UFBU Opposes Lateral Entry of Private Sector Executives in SBI, PSBs, and LIC — Calls It “An Attack on Public Character
UFBU Terms Lateral Entry in PSU Banks as ‘De Facto Privatisation of Leadership’

The United Forum of Bank Unions (UFBU) — representing nine major trade unions of officers and workmen across all banks — has strongly opposed the recent executive orders issued by the Appointments Committee of the Cabinet (ACC) on October 4, 2025, which open the top leadership positions in State Bank of India (SBI), Public Sector Banks (PSBs), and Public Sector Insurance Companies including Life Insurance Corporation of India (LIC) and non-life insurers to private sector candidates.
Terming the move as an “attack on the public character of national institutions”, UFBU has demanded immediate withdrawal of these revised guidelines.
‘Executive Privatisation of Leadership in Statutory Public Institutions’
According to UFBU, the ACC’s “revised consolidated guidelines” for appointments of Whole-Time Directors (WTDs), Managing Directors (MDs), Executive Directors (EDs), and Chairpersons have been issued without any amendment to the enabling statutes — namely:
- The State Bank of India Act, 1955
- The Banking Companies (Acquisition and Transfer of Undertakings) Acts, 1970 & 1980
- The Life Insurance Corporation Act, 1956
- The UFBU stated that this constitutes a serious legal and constitutional transgression, amounting to a de facto privatisation of leadership in statutory public institutions.

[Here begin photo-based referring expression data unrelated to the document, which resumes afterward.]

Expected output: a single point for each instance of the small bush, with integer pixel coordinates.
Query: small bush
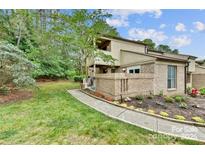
(131, 107)
(124, 104)
(139, 98)
(183, 105)
(198, 119)
(151, 111)
(169, 99)
(70, 74)
(202, 91)
(189, 90)
(179, 99)
(164, 114)
(179, 117)
(150, 97)
(4, 90)
(78, 78)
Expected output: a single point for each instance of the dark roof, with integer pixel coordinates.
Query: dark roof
(159, 56)
(157, 51)
(123, 39)
(200, 61)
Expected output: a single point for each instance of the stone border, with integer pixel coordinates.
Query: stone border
(147, 113)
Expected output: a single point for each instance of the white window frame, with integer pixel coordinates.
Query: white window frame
(172, 78)
(133, 68)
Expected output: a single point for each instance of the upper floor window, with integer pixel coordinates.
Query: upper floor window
(104, 44)
(133, 69)
(172, 77)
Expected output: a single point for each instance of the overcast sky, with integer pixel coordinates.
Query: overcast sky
(181, 29)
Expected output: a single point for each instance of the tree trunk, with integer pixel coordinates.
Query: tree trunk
(19, 38)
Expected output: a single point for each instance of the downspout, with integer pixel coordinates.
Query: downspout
(185, 76)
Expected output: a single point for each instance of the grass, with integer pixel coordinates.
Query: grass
(55, 117)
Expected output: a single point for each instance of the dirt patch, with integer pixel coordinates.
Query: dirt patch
(15, 95)
(158, 104)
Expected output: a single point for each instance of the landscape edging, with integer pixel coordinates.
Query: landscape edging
(147, 113)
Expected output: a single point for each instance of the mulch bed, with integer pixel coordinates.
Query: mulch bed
(193, 109)
(15, 95)
(171, 108)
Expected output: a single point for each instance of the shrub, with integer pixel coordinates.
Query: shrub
(78, 79)
(4, 90)
(164, 114)
(198, 119)
(151, 111)
(70, 74)
(179, 117)
(161, 93)
(139, 98)
(150, 97)
(169, 99)
(188, 90)
(131, 107)
(124, 104)
(183, 105)
(202, 91)
(179, 99)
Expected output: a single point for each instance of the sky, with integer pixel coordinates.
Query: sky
(180, 29)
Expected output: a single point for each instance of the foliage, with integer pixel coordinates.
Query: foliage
(70, 74)
(189, 89)
(179, 99)
(169, 99)
(150, 97)
(198, 119)
(179, 117)
(164, 114)
(123, 105)
(151, 111)
(202, 91)
(161, 93)
(194, 92)
(4, 90)
(139, 98)
(56, 41)
(14, 66)
(150, 43)
(78, 78)
(183, 105)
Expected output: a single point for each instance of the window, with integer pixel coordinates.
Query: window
(172, 77)
(104, 44)
(133, 69)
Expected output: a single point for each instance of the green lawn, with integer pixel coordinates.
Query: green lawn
(55, 117)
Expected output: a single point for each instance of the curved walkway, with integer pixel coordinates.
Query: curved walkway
(141, 120)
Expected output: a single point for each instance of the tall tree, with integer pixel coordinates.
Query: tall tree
(85, 27)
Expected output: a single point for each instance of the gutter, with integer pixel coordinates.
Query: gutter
(185, 77)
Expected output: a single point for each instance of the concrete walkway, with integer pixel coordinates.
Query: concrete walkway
(139, 119)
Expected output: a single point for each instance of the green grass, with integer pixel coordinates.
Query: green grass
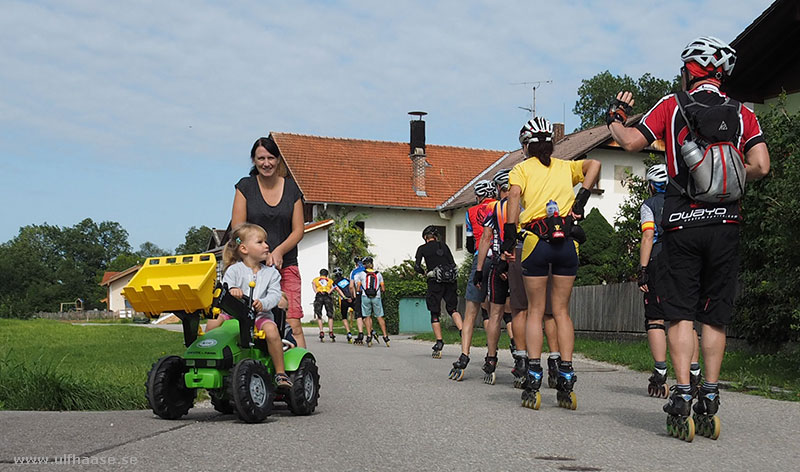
(51, 365)
(770, 375)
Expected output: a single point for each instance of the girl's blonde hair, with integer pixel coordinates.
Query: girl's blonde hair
(239, 234)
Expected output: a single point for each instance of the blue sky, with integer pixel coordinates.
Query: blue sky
(144, 114)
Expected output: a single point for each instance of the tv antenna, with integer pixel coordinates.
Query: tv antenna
(534, 85)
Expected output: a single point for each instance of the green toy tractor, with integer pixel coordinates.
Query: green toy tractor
(231, 362)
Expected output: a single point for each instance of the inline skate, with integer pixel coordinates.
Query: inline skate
(531, 398)
(658, 385)
(564, 394)
(519, 371)
(437, 349)
(552, 371)
(489, 366)
(705, 409)
(679, 423)
(457, 372)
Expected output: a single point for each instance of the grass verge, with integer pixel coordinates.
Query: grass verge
(774, 375)
(56, 366)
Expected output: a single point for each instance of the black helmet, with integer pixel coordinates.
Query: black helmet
(429, 231)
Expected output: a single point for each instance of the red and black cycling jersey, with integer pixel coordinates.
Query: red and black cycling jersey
(664, 121)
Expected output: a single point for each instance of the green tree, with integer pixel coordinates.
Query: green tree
(148, 249)
(595, 94)
(46, 265)
(196, 241)
(599, 255)
(768, 312)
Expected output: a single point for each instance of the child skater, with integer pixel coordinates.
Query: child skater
(243, 258)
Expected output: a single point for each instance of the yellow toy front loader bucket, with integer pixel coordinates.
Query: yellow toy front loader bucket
(173, 283)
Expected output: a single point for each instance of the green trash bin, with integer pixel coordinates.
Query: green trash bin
(414, 315)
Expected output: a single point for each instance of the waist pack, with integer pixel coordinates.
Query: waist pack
(716, 166)
(445, 273)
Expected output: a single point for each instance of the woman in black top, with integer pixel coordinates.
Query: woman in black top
(273, 201)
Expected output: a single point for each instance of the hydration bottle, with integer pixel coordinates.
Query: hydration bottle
(551, 208)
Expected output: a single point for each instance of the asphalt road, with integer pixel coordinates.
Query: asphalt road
(394, 409)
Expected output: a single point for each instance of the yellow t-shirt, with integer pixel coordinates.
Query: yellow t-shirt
(322, 284)
(541, 184)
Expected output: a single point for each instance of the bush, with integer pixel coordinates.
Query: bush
(401, 281)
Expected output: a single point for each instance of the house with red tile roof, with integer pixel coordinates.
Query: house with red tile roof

Violation of Statutory and Constitutional Provisions
The statement points out that under Articles 73 and 77 of the Constitution, the Union Government’s executive powers must conform to laws made by Parliament. Therefore, any alteration in the qualification or appointment process of statutory office bearers requires a legislative amendment, not merely an executive order.
The SBI Act, 1955 (Sections 19 & 20) and LIC Act, 1956 (Sections 4, 5 & 22) explicitly stipulate that appointments are to be made by the Central Government in consultation with the Reserve Bank of India or the Insurance Regulatory and Development Authority of India (IRDAI), within a framework of public accountability and parliamentary oversight.
UFBU Warns Against Dilution of Public Mandate
The UFBU stressed that PSBs and LIC are national institutions that symbolise public trust and play a critical role in financial inclusion, rural credit, and national development.
“By importing private-sector executives into these statutory institutions, the Government risks undermining their public ethos, fiduciary accountability, and sovereign responsibility to the people of India,” the statement said.
It added that top management positions must reflect the public character of these institutions and preserve the institutional memory built through decades of service in the public sector.
Concerns Over Transparency and Merit
The forum also criticised the removal of APAR-based evaluation and its replacement with behavioural and competency assessments by private HR agencies.
UFBU warned that such subjective evaluations could invite bias, opacity, and cronyism, replacing objective performance records with discretionary assessments lacking transparency and auditability.
Impact on Morale and Institutional Continuity
Opening the highest posts to private-sector executives while excluding career public-sector officers, UFBU cautioned, would demoralise the internal cadre and disrupt succession planning.
“The move will replace lifelong public servants and nation-building bankers with transient corporate technocrats who lack the public service ethos that defines these institutions,” the statement noted.
UFBU’s Key Demands
UFBU has urged the Government to:
- Keep the revised ACC Guidelines (dated 04.10.2025) in abeyance pending detailed review.
- Constitute a Joint Stakeholder Committee comprising representatives from DFS, RBI, FSIB, UFBU, and independent jurists.
- Refer the entire policy to the Parliamentary Standing Committee on Finance.
- Ensure that all future reforms in PSBs and insurance companies are placed before Parliament and subjected to stakeholder consultations.
- Preserve parity and internal succession within PSBs and SBI, ensuring leadership emerges from within the public-sector banking cadre.
- ‘We Will Not Allow Public Institutions to Be Privatised Through Executive Backdoors’
Concluding the statement, UFBU declared: “This is not a policy adjustment but a structural assault on India’s public-sector edifice. Public-sector banking and insurance are not commodities for experimentation; they are constitutional instruments of economic justice and national sovereignty. The public-sector banking system is the backbone of India’s economic sovereignty. We will not allow its statutory character to be diluted or privatised through executive backdoors.”
About UFBU
The United Forum of Bank Unions (UFBU) is an umbrella body of nine national-level trade unions — AIBEA, AIBOC, NCBE, AIBOA, BEFI, INBEF, INBOC, NOBW, and NOBO — representing officers and employees across all public sector banks in India.